Dynamic Soil Properties and the Soil Survey - Pilot Project in Arches National Park, 2005.
Cathy Scott1, Arlene J. Tugel1, Dana Truman1, Judy P. Ward2, Vic Parslow1, Pete Biggam3, Brendan Fitzsimons1, and Cathy Seybold4. (1) NRCS, 340 N 600 E, Richfield, UT 84701-2258, (2) New Mexico State Univ, MSC 3JER NMSU, Las Cruces, NM 88003-0000, (3) USDI-National Park Service, P.O. Box 25287, Denver, CO 80225-0287, (4) NRCS-NSSC, 100 Centennial Mall N., Rm 152, Lincoln, NE 68508
Dynamic soil properties have recently garnered increased attention by the producers and users of soil survey data.
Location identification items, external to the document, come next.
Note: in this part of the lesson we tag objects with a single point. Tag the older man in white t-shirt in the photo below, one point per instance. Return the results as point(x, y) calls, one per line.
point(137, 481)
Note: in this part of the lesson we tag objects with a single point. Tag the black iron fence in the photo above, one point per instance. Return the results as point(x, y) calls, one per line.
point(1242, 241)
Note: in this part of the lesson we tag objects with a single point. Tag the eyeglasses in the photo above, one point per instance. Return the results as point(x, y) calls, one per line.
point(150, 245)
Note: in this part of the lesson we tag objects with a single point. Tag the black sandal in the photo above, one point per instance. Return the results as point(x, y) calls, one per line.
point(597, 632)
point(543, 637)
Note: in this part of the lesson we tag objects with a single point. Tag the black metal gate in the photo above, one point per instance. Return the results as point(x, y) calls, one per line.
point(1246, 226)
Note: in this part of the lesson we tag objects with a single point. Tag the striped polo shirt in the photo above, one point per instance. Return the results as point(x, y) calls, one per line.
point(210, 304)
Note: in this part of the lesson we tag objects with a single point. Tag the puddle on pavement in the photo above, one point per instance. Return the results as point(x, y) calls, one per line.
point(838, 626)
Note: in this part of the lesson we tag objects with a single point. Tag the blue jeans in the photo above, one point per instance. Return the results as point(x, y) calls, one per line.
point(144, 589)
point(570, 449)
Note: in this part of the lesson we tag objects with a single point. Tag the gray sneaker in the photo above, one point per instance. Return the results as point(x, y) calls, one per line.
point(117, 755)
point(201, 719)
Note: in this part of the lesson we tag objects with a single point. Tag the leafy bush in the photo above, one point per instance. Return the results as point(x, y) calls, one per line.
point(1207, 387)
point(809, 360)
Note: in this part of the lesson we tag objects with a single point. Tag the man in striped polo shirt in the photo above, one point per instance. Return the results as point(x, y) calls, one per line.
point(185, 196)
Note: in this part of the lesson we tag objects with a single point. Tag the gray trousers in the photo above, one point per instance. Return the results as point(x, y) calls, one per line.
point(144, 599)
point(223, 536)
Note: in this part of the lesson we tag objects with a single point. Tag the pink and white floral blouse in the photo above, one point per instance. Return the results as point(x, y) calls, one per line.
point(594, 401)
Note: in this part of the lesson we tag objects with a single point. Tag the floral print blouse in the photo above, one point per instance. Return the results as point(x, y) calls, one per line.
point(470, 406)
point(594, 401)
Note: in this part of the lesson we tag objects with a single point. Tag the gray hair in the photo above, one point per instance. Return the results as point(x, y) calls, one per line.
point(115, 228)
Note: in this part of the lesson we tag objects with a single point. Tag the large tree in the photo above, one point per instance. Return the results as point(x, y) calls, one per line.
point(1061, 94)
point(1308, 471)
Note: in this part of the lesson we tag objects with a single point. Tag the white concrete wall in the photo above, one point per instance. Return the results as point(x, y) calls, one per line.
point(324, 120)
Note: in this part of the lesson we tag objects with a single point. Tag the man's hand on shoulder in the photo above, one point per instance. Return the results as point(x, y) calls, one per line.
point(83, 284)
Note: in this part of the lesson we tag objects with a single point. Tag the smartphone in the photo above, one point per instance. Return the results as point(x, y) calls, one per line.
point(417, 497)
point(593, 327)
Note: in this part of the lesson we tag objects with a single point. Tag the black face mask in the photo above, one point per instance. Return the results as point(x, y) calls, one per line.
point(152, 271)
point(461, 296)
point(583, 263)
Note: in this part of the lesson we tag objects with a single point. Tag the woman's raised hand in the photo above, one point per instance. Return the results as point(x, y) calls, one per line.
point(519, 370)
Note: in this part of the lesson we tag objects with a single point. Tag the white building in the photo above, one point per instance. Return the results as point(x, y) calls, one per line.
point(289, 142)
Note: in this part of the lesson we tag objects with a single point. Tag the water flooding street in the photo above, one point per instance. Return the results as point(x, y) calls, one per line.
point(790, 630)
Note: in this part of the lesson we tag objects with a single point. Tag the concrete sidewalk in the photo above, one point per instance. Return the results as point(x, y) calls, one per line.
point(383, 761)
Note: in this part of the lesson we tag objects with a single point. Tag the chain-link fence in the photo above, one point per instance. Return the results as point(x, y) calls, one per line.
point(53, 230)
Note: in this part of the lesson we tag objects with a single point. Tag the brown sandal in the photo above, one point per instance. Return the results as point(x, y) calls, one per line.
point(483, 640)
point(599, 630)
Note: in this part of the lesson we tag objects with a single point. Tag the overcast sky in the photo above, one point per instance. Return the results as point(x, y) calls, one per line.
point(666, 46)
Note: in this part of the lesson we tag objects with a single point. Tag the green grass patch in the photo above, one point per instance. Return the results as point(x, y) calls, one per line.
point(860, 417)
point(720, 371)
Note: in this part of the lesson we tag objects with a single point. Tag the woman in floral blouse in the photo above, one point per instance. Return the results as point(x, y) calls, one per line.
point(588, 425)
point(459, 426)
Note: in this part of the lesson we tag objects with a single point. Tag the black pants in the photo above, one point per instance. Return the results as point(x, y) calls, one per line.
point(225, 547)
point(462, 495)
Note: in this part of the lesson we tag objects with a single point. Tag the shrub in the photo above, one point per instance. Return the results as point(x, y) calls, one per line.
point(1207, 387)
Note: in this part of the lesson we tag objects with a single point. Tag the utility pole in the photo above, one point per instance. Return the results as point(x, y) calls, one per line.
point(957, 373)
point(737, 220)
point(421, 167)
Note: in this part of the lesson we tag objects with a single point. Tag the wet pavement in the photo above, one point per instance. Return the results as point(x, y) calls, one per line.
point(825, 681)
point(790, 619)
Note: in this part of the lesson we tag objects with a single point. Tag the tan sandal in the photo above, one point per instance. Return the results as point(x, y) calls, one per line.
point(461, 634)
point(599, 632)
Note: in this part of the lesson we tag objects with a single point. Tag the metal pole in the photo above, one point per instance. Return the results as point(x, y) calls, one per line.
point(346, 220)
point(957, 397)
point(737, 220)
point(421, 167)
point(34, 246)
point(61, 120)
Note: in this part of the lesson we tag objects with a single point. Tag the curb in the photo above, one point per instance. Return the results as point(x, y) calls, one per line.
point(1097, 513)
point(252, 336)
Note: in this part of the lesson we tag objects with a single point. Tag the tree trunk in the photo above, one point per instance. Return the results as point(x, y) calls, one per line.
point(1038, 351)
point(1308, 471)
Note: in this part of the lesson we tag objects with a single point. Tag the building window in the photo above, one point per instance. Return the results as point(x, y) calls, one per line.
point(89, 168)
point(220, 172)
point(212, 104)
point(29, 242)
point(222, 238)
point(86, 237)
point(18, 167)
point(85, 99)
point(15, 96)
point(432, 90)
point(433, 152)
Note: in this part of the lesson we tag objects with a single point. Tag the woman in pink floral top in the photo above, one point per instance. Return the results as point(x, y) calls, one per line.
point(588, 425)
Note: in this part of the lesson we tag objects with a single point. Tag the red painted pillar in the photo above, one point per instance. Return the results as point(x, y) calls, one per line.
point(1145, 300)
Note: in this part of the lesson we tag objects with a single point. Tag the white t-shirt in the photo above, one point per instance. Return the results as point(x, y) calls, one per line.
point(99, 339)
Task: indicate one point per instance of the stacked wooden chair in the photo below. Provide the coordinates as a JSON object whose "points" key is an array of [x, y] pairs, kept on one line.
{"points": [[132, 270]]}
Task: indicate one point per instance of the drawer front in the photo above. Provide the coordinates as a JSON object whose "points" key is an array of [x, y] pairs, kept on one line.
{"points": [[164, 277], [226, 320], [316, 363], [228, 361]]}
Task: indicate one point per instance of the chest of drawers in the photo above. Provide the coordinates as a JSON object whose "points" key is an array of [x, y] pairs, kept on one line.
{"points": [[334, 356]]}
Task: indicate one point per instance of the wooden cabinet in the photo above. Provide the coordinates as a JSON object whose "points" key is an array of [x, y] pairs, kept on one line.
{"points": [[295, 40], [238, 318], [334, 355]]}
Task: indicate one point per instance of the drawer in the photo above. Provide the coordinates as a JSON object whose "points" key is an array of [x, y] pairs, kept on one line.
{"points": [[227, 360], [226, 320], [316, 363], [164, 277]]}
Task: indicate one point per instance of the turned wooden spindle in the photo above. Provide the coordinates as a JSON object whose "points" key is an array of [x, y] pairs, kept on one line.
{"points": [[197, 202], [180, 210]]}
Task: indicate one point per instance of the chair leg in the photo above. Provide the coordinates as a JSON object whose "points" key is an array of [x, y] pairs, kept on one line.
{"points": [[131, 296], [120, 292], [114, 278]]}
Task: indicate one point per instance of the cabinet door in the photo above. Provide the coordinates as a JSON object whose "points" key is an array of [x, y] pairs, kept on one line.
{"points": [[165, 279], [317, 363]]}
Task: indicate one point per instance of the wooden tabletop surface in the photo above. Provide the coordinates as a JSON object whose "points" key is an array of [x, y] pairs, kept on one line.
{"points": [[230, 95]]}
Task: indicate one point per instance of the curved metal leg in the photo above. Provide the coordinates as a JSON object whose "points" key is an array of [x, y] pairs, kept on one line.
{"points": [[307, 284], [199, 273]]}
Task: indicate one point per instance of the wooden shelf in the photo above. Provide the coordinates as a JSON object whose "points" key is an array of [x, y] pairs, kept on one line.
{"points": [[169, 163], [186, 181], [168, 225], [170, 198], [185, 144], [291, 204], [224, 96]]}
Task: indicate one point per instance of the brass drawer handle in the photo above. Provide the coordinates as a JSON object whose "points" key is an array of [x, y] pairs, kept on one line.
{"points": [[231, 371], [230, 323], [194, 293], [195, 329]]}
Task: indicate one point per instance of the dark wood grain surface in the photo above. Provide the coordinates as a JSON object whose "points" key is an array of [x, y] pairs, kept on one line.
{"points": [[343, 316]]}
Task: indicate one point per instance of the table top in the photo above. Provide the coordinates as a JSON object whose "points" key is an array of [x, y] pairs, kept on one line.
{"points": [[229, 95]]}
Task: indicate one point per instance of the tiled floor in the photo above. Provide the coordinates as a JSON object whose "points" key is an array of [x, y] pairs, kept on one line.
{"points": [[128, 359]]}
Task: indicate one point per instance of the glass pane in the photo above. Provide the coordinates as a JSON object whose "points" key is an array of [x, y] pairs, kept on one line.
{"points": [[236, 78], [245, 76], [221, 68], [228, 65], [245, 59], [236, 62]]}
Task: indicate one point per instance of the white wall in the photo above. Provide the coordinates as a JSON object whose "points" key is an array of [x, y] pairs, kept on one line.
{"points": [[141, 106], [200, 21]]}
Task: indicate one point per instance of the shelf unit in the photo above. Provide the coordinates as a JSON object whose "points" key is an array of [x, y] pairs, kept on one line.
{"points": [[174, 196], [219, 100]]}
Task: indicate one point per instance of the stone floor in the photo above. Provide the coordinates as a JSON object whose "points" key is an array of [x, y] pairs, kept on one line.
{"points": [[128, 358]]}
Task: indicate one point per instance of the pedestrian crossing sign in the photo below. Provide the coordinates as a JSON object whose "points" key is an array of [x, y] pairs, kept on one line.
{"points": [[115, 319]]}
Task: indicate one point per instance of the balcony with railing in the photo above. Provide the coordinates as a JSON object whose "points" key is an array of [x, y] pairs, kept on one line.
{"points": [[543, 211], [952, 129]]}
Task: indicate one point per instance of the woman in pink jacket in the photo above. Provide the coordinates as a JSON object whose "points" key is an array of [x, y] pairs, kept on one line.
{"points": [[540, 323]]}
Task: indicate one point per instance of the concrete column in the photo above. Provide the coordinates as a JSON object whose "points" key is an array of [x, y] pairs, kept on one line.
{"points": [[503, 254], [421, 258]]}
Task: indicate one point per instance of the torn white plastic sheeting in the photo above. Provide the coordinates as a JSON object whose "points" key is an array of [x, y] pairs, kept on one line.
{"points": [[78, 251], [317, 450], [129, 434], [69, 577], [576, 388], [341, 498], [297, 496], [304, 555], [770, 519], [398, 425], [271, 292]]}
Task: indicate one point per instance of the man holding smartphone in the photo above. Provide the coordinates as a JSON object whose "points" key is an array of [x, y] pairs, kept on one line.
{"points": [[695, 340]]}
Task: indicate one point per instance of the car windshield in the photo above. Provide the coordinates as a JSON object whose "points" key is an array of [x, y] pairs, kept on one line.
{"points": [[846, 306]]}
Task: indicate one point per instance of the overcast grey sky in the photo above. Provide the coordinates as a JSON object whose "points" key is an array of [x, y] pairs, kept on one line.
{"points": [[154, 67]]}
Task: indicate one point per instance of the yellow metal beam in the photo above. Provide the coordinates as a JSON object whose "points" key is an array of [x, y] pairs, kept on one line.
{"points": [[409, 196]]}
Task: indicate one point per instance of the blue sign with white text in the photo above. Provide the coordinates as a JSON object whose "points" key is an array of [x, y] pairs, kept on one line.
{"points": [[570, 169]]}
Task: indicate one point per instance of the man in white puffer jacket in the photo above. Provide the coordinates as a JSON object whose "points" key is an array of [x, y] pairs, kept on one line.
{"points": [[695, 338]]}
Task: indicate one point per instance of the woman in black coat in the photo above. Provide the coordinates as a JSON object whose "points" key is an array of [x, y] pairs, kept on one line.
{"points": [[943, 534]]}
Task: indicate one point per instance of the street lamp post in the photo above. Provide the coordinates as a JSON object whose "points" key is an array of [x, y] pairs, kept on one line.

Information on near-surface properties, along with vegetation characteristics, can provide soil survey users with important tools for management. Protocols to measure these dynamic soil properties, and to interpret the results, are inadequately addressed in standard soil survey procedures; therefore, there is a need to define such protocols for use in future soil inventories of the national parks and other soil surveys. A pilot study for the collection of dynamic soil properties was conducted in Arches National Park, Utah, in 2005. In addition to providing the park with information to evaluate and manage visitor impact on soils, the pilot study provided an opportunity to test and refine sampling procedures. The sampling was conducted on Begay soils under two plant communities of the Semidesert Sandy Loam (fourwing saltbush) ecological site - a mixed perennial grass/shrub community (PG-S), and a cheatgrass-invaded community (AG) in Major Land Resource Area (MLRA) 35. Vegetation properties sampled included herbaceous production, basal and canopy cover; and basal and canopy gap sizes. Soil properties sampled included field soil aggregate stability, bulk density, penetration resistance, carbon fractions and CaCO3% for multiple depth intervals. A summary of the sampling procedures used, and an evaluation of those procedures, will be presented.